The first thing needed to solve a problem is to recognize that you have a problem. Now that key leaders in industry and government recognize that we have a serious problem, we need to work together to solve it. As Andy Grove, senior advisor to Intel and CEO/Chairman from 1987 until 2005, said, “...the imperative for change is real and the choice is simple. If we want to remain a leading economy, we can change on our own, or change will continue to be forced upon us.”


Michele Nash-Hoff has been in and out of San Diego’s high-tech manufacturing industry since starting as an engineering secretary at age 18. Her career includes being part of the founding team of an electronic component manufacturer and working in the Marketing Department of Cubic Corporation’s Military Systems Division. She took a hiatus from the high-tech industry for a few years, during which time she graduated from San Diego State University with a bachelor’s degree in French and Spanish, servings as a substitute teacher at a private elementary school.
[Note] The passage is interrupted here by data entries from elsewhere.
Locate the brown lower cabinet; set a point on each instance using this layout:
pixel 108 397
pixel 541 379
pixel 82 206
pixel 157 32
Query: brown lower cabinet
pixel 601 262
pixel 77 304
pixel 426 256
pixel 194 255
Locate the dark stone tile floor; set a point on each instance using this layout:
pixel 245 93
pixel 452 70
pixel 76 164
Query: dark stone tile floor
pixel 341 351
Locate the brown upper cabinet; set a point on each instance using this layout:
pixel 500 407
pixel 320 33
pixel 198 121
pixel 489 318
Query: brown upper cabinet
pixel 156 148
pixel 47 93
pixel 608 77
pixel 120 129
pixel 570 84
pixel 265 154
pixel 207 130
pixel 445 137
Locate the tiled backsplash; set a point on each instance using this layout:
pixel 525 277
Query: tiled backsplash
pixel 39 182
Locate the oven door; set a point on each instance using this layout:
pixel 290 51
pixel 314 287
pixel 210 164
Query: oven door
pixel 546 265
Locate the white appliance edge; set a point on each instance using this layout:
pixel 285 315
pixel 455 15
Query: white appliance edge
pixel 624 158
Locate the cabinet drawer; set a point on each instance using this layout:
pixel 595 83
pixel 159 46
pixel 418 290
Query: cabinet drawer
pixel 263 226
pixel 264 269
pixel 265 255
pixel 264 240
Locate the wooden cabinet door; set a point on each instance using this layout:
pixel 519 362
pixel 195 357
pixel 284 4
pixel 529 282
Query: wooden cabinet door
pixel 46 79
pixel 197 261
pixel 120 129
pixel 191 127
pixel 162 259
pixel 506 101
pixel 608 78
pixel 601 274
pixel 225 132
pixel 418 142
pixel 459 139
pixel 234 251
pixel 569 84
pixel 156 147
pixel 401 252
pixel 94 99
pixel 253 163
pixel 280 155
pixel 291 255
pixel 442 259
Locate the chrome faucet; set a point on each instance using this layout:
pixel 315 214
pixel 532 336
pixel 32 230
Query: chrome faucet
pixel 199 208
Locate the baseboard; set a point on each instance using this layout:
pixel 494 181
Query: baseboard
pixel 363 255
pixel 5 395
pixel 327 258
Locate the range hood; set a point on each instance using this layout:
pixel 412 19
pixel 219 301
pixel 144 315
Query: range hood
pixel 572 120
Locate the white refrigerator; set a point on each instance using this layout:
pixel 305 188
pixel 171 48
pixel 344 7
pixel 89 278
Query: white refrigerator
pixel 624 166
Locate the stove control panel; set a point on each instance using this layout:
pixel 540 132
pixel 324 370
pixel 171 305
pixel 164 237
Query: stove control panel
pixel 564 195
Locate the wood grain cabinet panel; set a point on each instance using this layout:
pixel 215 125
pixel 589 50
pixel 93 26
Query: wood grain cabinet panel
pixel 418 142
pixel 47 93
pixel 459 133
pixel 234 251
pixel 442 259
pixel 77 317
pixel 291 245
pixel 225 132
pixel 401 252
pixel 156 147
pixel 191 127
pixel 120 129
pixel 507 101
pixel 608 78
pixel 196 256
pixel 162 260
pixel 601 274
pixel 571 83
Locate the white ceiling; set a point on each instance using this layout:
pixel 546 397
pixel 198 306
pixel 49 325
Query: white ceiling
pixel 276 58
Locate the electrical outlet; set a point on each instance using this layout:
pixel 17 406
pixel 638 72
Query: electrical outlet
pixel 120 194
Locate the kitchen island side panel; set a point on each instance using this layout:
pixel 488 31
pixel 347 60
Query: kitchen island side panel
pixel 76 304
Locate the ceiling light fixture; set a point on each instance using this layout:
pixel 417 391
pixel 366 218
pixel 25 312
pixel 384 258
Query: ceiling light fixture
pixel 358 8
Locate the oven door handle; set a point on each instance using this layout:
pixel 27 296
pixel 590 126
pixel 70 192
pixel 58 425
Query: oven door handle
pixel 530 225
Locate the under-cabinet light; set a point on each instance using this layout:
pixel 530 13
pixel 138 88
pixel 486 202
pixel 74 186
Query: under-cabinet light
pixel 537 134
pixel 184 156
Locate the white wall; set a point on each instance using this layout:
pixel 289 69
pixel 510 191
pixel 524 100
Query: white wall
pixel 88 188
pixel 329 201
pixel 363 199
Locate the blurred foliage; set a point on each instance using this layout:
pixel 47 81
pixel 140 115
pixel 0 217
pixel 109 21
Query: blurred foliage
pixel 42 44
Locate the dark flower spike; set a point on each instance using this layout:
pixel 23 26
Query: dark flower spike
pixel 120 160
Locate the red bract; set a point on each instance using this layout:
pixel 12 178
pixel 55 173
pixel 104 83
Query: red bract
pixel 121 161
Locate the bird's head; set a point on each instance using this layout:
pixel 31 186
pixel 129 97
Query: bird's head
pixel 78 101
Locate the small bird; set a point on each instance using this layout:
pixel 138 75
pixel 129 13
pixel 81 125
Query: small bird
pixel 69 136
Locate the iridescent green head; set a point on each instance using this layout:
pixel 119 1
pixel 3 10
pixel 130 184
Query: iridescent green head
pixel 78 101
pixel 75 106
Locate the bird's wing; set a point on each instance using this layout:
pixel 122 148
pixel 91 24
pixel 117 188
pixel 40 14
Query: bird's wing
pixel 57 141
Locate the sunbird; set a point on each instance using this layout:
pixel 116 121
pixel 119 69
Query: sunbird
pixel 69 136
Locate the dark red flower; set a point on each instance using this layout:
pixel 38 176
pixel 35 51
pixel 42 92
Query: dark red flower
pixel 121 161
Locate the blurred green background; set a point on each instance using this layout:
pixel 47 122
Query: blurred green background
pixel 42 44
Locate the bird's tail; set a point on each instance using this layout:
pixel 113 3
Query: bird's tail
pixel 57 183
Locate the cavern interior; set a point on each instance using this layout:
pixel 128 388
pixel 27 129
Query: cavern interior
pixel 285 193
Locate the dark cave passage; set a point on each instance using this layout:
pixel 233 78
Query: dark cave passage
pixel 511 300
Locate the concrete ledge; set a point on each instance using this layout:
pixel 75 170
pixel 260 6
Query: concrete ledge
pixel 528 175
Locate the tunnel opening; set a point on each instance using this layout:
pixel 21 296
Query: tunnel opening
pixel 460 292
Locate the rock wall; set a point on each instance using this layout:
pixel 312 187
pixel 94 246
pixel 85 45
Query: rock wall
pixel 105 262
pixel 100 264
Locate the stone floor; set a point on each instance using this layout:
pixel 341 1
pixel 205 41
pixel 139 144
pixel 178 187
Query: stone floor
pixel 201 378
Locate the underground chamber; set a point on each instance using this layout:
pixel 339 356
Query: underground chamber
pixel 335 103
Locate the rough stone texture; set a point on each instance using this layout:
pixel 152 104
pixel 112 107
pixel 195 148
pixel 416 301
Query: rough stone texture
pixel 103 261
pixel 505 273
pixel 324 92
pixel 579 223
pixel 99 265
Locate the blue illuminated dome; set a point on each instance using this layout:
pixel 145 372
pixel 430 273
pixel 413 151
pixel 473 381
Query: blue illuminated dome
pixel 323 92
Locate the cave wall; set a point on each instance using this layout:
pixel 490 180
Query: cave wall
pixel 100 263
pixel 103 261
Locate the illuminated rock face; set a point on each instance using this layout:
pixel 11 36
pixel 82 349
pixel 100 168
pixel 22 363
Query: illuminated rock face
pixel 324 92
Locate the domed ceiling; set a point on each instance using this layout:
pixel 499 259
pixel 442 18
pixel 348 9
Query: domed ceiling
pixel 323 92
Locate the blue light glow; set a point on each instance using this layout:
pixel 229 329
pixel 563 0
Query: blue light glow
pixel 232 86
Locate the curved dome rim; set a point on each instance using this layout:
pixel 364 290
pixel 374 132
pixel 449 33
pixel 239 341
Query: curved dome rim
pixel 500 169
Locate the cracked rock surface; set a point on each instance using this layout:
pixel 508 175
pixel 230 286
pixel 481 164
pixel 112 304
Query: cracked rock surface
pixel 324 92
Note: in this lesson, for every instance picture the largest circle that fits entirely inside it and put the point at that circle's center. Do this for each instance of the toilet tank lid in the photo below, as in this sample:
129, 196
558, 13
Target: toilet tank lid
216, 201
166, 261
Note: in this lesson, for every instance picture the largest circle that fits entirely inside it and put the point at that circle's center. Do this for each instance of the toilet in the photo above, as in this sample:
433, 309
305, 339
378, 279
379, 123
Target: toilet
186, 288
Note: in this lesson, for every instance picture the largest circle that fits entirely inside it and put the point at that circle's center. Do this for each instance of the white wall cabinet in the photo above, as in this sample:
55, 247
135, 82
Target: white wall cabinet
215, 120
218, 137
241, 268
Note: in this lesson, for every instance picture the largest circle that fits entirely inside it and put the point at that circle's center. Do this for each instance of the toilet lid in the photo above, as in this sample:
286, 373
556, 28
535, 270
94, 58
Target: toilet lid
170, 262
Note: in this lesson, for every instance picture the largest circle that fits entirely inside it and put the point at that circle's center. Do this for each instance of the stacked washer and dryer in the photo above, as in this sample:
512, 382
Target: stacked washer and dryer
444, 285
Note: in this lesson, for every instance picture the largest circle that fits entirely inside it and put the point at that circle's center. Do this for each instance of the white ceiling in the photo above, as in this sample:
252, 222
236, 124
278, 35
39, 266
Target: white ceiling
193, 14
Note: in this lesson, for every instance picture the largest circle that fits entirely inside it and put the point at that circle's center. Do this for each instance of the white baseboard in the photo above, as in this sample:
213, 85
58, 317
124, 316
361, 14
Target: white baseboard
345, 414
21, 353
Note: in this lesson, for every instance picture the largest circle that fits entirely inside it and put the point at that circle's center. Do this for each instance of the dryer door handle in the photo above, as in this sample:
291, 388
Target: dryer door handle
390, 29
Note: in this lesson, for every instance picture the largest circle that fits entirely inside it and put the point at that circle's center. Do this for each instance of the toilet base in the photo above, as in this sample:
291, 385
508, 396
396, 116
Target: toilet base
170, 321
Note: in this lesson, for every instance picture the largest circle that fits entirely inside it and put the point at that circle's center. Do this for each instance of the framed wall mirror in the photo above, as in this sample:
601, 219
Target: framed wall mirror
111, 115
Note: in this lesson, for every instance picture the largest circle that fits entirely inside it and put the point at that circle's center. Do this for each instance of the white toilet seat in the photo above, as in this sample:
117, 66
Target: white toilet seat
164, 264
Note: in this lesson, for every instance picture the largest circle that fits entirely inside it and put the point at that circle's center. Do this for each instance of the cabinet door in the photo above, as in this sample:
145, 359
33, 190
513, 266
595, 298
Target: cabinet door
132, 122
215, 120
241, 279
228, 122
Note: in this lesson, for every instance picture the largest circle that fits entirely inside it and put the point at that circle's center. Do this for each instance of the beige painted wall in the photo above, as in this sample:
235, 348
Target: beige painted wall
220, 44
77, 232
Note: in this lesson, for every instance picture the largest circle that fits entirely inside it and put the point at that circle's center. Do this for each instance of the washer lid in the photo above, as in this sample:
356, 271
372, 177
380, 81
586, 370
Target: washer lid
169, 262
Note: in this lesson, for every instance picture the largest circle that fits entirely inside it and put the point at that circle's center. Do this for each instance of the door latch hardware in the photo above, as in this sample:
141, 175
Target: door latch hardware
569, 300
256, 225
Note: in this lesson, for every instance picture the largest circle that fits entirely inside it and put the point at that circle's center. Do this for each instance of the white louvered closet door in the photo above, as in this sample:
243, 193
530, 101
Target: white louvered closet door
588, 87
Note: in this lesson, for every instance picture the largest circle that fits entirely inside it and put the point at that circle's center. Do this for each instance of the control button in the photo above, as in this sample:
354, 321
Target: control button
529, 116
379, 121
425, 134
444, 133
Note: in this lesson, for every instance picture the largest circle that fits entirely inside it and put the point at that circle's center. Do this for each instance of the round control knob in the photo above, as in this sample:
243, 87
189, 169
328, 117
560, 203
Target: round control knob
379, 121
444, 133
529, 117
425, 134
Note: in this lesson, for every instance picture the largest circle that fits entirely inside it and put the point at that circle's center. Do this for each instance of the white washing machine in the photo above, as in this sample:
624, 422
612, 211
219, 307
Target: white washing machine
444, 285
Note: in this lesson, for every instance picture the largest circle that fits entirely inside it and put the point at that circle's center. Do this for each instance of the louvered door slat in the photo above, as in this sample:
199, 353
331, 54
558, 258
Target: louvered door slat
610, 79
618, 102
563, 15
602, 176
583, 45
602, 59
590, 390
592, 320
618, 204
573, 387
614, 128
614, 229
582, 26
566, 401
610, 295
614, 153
After returning to the industry, she became vice president of a sales agency. After three years, Nash-Hoff left the company to form her own sales agency, ElectroFab Sales, to work with companies to help them select the right manufacturing processes for their new and existing products. In 1998, she served as manager of the San Diego Enterprise Center, a new business incubator for start-up companies, while continuing to run ElectroFab. The National Business Incubation Association published Nash-Hoff’s first book, For Profit Business Incubators, that same year.

Nash-Hoff has served as president of the San Diego Electronics Network, the San Diego Chapter of the Electronics Representatives Association, and The High Technology Foundation, as well as several other professional and non-profit organizations. She is an active member of the Soroptimist International of San Diego club. She has a certificate in Total Quality Management and is a 1994 graduate of San Diego’s leadership program (LEAD San Diego.) She has also taken classes in lean manufacturing and Six Sigma.